Workers could be missing out on hundreds of pounds a year by only saving the minimum into their pension pot. Unbeknown to many employees, some firms will match the employee contribution (up to a maximum amount), so if people saved more, their employer would also pay in more. It estimated that more than 3million workers could accumulate an additional £650 a year from their employer towards their retirement.

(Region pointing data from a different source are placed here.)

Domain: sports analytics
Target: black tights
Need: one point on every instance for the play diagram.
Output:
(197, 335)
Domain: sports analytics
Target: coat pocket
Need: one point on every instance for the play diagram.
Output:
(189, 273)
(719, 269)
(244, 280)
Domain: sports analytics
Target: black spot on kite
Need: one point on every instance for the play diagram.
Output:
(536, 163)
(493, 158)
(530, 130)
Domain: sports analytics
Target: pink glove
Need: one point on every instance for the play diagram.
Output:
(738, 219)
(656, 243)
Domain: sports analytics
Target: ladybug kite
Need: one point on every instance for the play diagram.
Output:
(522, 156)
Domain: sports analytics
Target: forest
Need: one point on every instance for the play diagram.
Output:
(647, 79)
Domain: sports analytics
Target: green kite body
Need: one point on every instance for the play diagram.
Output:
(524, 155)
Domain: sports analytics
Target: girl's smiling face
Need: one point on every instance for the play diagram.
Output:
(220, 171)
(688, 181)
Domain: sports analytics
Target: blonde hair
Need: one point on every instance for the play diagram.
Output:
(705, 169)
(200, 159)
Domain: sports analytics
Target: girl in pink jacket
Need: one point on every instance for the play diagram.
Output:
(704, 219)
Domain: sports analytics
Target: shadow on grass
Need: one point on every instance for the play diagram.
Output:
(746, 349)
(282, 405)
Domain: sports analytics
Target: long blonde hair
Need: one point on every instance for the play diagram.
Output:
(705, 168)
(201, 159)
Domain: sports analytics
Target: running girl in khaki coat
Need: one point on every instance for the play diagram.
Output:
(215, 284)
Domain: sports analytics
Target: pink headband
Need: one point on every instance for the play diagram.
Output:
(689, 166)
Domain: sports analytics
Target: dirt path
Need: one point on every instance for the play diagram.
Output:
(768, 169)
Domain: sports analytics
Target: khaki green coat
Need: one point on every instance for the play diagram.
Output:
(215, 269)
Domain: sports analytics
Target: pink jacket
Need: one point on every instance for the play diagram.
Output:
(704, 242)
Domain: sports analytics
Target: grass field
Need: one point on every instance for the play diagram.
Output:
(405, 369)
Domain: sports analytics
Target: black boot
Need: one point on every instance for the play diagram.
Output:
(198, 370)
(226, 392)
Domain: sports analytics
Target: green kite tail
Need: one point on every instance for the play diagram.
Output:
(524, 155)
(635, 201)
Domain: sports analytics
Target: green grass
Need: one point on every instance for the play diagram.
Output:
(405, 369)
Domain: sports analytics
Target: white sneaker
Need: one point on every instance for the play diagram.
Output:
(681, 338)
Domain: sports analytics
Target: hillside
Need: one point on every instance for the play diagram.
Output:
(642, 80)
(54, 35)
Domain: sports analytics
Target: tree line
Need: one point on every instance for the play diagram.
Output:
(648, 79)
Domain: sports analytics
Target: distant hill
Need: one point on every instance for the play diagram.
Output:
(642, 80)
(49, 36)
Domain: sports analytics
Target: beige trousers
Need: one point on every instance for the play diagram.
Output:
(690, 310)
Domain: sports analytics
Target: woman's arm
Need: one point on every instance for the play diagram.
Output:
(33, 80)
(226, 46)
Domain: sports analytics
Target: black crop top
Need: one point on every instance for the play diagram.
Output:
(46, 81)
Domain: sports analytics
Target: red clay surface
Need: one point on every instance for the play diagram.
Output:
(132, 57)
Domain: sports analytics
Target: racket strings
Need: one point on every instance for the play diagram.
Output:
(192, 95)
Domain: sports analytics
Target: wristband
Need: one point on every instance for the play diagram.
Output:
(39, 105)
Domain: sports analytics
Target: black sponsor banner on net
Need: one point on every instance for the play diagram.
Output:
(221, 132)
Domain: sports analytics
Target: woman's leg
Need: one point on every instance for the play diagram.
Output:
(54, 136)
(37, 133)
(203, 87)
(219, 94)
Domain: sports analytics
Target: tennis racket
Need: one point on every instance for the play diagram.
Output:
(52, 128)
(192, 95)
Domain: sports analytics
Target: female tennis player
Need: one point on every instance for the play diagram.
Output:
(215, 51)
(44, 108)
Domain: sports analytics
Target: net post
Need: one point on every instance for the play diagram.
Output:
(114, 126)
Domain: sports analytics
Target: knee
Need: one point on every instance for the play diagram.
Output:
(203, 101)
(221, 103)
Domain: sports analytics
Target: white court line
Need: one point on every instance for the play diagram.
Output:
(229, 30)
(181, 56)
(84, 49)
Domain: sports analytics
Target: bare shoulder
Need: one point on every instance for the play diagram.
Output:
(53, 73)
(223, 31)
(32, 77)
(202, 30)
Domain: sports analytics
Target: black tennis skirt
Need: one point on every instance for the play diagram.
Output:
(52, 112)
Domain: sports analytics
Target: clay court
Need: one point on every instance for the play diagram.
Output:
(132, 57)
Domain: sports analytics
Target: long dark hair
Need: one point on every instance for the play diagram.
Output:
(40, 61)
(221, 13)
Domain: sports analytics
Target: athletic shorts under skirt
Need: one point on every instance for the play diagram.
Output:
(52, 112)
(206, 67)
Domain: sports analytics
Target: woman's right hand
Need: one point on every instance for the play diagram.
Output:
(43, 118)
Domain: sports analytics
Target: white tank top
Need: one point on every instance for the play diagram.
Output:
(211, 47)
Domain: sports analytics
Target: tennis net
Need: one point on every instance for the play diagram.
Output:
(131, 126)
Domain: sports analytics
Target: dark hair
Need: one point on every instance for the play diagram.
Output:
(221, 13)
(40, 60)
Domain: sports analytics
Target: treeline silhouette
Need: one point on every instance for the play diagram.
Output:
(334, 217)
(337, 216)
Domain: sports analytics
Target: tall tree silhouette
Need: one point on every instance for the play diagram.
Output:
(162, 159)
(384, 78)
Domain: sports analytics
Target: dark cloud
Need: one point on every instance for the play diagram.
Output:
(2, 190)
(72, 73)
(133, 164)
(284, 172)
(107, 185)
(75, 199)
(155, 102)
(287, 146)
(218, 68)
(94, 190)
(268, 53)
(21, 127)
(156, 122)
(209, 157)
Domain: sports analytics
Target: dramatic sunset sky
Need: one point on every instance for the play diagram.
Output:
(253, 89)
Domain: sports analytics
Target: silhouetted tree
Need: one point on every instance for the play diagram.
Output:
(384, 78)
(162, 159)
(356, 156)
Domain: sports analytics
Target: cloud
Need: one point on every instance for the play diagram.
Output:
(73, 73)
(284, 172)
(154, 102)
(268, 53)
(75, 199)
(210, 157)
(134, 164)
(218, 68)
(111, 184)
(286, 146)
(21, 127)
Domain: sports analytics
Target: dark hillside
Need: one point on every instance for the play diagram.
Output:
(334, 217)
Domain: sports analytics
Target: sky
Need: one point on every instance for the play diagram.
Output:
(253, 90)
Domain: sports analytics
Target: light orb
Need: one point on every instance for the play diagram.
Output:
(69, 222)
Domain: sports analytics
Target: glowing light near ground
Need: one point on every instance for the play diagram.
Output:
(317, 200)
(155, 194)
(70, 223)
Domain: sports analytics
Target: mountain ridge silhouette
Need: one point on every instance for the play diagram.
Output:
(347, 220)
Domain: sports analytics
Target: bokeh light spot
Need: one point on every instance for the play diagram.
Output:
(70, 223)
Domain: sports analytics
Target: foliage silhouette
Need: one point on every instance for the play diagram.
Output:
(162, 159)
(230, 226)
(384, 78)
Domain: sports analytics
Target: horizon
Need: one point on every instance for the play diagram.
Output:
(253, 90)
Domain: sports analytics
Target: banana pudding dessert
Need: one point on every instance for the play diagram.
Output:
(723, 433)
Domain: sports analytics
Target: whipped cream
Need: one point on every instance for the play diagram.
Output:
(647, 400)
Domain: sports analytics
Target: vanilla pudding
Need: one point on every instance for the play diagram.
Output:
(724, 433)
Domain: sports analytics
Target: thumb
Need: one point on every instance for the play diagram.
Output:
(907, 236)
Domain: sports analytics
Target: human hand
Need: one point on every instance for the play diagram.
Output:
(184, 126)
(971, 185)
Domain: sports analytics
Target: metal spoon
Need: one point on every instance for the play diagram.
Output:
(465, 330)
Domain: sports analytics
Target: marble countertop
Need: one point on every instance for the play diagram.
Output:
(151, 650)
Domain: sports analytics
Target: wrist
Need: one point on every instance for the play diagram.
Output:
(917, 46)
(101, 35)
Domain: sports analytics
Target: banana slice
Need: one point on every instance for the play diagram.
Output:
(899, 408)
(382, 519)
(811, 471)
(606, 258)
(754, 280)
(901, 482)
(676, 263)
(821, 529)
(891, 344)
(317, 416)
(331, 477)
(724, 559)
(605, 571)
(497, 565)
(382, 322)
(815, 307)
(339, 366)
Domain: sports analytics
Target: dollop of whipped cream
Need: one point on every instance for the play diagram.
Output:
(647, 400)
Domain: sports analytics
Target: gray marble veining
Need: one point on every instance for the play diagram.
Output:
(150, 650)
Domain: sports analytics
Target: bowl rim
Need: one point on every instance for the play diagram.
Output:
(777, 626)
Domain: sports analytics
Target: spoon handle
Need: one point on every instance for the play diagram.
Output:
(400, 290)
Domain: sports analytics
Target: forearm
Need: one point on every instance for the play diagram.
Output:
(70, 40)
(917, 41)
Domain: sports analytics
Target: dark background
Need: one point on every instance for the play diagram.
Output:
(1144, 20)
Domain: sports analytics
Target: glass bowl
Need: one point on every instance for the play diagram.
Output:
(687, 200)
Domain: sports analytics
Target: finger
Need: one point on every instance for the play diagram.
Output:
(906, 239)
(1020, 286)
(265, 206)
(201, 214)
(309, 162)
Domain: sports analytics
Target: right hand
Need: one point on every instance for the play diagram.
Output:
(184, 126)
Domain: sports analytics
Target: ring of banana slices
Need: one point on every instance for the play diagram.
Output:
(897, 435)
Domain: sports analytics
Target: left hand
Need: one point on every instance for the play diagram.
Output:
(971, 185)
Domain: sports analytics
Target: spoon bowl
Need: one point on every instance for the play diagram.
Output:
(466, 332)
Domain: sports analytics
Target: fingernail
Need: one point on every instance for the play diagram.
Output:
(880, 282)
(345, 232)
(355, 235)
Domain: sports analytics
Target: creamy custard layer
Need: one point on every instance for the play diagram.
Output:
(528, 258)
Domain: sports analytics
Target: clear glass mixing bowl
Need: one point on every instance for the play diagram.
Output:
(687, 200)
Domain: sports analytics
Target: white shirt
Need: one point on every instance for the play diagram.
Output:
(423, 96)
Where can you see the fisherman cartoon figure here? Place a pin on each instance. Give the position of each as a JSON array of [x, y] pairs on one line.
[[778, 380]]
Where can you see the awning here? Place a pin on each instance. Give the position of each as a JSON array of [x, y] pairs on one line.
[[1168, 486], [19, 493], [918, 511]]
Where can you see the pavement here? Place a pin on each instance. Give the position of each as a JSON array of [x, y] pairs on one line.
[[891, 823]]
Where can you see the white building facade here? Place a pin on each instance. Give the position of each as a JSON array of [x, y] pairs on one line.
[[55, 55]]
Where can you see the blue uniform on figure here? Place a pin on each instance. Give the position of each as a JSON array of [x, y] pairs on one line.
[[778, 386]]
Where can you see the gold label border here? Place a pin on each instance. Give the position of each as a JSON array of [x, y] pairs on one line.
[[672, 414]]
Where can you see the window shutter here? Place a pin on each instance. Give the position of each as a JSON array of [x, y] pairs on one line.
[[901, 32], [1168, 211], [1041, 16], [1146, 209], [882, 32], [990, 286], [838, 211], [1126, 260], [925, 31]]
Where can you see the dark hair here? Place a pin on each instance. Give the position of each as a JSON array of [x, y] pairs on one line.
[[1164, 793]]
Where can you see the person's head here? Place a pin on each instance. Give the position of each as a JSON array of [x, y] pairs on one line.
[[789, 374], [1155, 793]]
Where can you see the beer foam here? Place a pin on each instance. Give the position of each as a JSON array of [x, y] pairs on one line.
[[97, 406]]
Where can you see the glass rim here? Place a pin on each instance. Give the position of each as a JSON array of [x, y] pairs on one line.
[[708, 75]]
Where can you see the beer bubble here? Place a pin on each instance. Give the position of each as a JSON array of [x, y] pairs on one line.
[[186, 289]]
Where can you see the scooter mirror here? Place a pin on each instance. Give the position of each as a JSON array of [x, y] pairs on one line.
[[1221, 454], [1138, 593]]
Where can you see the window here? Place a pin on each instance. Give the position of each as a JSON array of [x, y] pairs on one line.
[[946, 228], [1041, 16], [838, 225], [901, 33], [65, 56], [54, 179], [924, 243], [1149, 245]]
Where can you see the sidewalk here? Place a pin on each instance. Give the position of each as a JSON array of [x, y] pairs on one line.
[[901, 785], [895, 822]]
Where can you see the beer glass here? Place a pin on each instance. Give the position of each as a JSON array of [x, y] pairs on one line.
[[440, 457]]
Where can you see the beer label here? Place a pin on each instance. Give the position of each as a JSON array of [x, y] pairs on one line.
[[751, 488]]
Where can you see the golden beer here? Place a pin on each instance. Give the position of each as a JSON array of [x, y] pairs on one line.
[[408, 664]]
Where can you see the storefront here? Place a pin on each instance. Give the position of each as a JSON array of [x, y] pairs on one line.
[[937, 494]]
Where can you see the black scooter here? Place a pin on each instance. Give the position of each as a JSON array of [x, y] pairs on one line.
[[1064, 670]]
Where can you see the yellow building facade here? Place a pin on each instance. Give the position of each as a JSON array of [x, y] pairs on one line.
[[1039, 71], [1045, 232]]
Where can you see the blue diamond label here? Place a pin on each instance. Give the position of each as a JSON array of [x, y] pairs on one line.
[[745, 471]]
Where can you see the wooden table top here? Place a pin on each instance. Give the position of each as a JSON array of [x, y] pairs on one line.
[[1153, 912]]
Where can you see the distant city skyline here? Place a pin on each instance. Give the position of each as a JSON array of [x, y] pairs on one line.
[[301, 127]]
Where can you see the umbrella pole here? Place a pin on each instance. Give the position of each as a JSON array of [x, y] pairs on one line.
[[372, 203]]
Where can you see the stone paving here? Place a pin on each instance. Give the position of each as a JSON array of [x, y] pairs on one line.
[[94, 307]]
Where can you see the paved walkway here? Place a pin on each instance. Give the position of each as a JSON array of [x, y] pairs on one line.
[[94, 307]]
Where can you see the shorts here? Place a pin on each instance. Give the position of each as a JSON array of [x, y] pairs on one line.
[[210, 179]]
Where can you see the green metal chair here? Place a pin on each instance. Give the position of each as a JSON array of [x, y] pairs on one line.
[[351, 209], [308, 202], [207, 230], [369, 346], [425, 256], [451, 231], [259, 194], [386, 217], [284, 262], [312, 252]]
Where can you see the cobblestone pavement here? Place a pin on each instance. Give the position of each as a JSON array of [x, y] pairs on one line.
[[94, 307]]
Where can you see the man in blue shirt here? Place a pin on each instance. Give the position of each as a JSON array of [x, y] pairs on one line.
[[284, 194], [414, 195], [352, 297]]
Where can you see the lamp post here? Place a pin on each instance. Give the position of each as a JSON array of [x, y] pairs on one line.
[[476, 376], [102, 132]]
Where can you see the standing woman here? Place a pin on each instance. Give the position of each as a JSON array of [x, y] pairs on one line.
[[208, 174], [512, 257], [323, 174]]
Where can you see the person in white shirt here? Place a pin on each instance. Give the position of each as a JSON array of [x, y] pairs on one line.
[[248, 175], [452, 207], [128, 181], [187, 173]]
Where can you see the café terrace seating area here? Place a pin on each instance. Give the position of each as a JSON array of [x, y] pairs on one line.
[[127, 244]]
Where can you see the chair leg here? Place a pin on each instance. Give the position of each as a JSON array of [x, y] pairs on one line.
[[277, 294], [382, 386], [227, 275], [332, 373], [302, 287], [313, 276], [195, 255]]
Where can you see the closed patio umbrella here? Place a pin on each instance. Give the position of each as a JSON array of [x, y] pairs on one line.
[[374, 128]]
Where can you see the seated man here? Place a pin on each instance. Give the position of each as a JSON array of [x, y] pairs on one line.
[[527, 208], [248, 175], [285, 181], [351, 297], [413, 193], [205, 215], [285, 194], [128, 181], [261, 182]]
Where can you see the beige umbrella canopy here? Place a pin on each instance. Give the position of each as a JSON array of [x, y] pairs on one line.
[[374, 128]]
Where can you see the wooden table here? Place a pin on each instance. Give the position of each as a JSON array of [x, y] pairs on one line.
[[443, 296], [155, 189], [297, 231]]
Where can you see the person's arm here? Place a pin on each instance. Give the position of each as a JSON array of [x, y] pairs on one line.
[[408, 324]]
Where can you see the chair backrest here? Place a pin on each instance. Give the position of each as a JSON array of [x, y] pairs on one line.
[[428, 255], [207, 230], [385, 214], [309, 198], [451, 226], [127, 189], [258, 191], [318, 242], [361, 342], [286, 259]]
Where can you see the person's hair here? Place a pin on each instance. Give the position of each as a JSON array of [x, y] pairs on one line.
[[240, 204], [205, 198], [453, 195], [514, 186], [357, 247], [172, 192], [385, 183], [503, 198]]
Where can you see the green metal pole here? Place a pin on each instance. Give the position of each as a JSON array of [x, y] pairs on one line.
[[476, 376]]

Stuart Price, Partner and Actuary at Quantum Advisory, thinks employees need to be more educated when it comes to their pensions, particularly on how little it can actually cost them to save. Stuart said: “Although not everyone is fortunate to be in a generous defined contribution scheme, this announcement does highlight the lack of education and communication surrounding pensions. The big problem, in my opinion, is that many individuals do not realise that saving for a pension is much less costly than they think when you take into account the tax relief that is granted on pension contributions. In addition, if pension contributions are paid via salary sacrifice, which is becoming more and more common following the government’s confirmation last year that they had no intention of abolishing this, further savings are made. For a typical 4% contribution, the real rate for a lower rate tax payer is 2.7% and just 2.3% for a higher rate tax payer.
“Since the government introduced auto enrolment in 2012, nearly 8million individuals have been enrolled into a pension scheme. While this is obviously great news and shows the system is working, there is still a lack of understanding about how people can get the most out of their scheme to ensure they can retire at a reasonable age and have a decent level of income.”